Vile Bodies review
Time Out says
In general, summer group shows are just half-arsed attempts to hock some leftovers. Come up with a concept, whack some art on the walls and hope for sales even though most of the rich bozos who normally buy your stuff have jetted off to St Tropez for the season. This Michael Werner group show is one of the better ones. The idea to explore art about bodies – from the start of the last century to the present day – is a broad enough concept that they don’t have to stress too much about curating and can just let the art speak for itself, and lots of it is great.
There’s a pillow-y pink and brown vision of four nude women by Félix Vallotton that’s full of shyness – or maybe something more sinister. It’s hard to tell. An amazing, early Georg Baselitz hangs near it, a nasty, aggressive, vicious mix of flesh and machine gun. There's some brilliant work here.
There’s just so much to explore in the idea of the body. The straggly lines of a Henri Laurens sketch, the creased form of a Francis PIcabia nude, the freefrom wildness of Don Van Vliet.
There’s rampant, almost shocking lust in Joseph Beuys’s drawing of an arched-back woman, mocking near-disgust in AR Penck’s self-portrait, gentle desire in Jean Fautrier’s gorgeous nude.

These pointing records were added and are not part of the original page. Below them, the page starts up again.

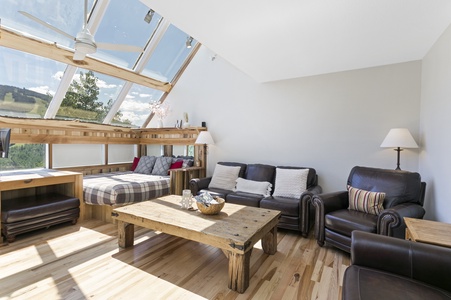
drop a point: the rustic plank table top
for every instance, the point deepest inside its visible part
(430, 232)
(235, 229)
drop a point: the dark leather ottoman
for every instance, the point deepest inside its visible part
(35, 212)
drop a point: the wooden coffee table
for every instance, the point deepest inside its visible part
(235, 230)
(430, 232)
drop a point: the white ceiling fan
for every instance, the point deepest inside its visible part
(84, 41)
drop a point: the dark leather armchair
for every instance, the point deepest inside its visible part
(334, 222)
(388, 268)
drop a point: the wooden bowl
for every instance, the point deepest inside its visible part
(212, 209)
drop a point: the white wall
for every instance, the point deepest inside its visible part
(330, 122)
(435, 160)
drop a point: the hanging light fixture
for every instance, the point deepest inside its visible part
(149, 16)
(189, 40)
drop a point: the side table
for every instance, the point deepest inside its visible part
(431, 232)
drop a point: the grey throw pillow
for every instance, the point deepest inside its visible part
(162, 166)
(145, 164)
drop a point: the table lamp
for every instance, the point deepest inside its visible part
(399, 138)
(204, 138)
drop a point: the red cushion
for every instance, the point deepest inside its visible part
(135, 163)
(177, 164)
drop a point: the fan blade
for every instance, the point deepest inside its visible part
(119, 47)
(78, 55)
(46, 24)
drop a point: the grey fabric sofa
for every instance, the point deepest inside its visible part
(297, 213)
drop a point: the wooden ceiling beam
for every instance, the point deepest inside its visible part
(19, 41)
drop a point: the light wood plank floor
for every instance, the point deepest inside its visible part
(83, 261)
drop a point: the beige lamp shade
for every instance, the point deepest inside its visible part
(203, 138)
(399, 137)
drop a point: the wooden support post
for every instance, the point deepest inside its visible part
(239, 269)
(269, 241)
(126, 234)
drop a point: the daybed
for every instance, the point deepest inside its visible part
(287, 189)
(387, 268)
(148, 179)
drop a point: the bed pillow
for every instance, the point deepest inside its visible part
(135, 163)
(224, 177)
(162, 165)
(251, 186)
(145, 165)
(365, 201)
(290, 183)
(176, 165)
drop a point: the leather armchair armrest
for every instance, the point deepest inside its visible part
(325, 203)
(419, 261)
(393, 217)
(317, 189)
(197, 184)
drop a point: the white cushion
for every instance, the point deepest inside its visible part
(290, 183)
(224, 177)
(255, 187)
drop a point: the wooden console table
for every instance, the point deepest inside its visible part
(180, 178)
(430, 232)
(18, 184)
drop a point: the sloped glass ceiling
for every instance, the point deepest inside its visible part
(34, 86)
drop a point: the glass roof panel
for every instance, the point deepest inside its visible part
(169, 55)
(27, 83)
(89, 96)
(136, 105)
(123, 23)
(64, 15)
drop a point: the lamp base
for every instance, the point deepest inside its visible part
(399, 151)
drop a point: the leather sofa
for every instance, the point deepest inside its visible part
(297, 214)
(387, 268)
(334, 222)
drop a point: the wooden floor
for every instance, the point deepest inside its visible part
(83, 261)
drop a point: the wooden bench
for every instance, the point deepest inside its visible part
(30, 213)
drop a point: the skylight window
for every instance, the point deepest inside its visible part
(117, 101)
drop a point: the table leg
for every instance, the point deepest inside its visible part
(125, 234)
(239, 269)
(269, 241)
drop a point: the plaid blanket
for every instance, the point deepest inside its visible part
(123, 187)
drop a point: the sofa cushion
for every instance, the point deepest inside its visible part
(399, 186)
(262, 188)
(288, 206)
(162, 165)
(365, 201)
(371, 284)
(145, 164)
(242, 198)
(224, 177)
(260, 172)
(290, 183)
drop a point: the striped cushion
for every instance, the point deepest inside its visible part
(365, 201)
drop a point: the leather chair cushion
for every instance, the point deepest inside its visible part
(260, 172)
(398, 186)
(344, 221)
(288, 206)
(360, 283)
(243, 198)
(36, 206)
(311, 177)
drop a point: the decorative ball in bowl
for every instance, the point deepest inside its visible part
(211, 209)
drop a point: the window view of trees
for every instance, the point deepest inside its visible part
(24, 156)
(21, 102)
(82, 101)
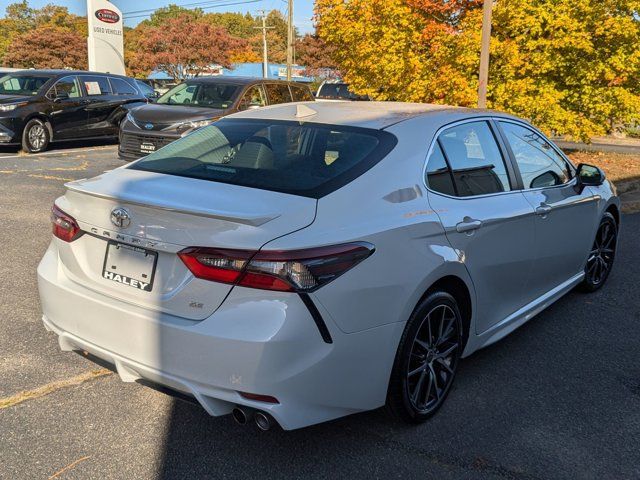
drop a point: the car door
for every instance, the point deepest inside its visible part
(488, 221)
(68, 115)
(101, 104)
(565, 218)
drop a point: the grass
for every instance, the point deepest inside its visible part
(618, 167)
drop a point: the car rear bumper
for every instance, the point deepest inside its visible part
(257, 342)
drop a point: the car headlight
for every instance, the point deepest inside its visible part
(10, 107)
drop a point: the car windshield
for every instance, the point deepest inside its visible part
(211, 95)
(22, 84)
(338, 91)
(304, 159)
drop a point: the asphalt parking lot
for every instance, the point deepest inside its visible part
(559, 398)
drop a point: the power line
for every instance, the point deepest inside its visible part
(196, 4)
(242, 2)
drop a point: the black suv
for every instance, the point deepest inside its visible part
(196, 103)
(42, 106)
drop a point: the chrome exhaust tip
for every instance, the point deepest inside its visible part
(239, 415)
(263, 421)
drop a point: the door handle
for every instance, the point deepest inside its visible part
(543, 209)
(468, 225)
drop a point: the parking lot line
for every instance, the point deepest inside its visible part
(52, 387)
(59, 152)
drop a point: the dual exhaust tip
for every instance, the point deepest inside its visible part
(242, 415)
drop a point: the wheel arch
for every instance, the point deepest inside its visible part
(39, 116)
(455, 286)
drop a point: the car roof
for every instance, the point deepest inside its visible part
(59, 72)
(377, 115)
(235, 80)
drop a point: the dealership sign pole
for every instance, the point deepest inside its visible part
(105, 41)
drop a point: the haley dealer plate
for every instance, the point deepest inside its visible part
(129, 265)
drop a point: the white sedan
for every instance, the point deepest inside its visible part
(302, 262)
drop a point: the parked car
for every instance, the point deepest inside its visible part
(303, 262)
(332, 91)
(38, 107)
(197, 103)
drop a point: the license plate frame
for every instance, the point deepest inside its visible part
(116, 251)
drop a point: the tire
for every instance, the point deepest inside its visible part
(602, 255)
(35, 136)
(424, 361)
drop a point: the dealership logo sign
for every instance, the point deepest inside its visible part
(107, 16)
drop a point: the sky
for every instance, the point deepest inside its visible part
(303, 9)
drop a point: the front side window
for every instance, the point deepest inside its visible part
(253, 97)
(22, 84)
(540, 165)
(95, 85)
(301, 94)
(207, 95)
(67, 86)
(310, 160)
(122, 87)
(278, 93)
(473, 160)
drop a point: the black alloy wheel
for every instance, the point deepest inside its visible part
(427, 359)
(602, 254)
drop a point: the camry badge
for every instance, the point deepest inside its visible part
(120, 218)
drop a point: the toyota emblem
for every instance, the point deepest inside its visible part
(120, 218)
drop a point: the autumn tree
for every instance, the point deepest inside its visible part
(48, 47)
(170, 48)
(571, 67)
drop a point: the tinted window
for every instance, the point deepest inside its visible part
(278, 93)
(540, 165)
(22, 84)
(300, 93)
(211, 95)
(439, 177)
(122, 87)
(68, 85)
(475, 159)
(254, 97)
(310, 159)
(96, 85)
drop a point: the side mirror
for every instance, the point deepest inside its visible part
(588, 176)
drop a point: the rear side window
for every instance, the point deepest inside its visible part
(95, 85)
(67, 85)
(311, 160)
(122, 87)
(301, 94)
(278, 93)
(540, 165)
(473, 160)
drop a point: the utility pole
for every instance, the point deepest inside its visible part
(290, 39)
(264, 28)
(485, 53)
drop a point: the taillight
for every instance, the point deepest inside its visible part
(64, 226)
(285, 271)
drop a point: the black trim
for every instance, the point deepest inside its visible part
(317, 317)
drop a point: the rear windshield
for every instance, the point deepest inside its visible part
(308, 159)
(210, 95)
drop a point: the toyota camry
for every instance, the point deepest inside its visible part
(302, 262)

But I’m sorry, it’s 2018. What in the name of heck am I doing standing in a fancy gallery looking at a whole show of paintings by men, mainly of sexy ladies? Look, realistically, I don’t hugely care if your gallery wants to do a show of sexy paintings of ladies by dudes, just be honest about it. Call it ‘Men Have Boners’ and be done with it, own it and admit it.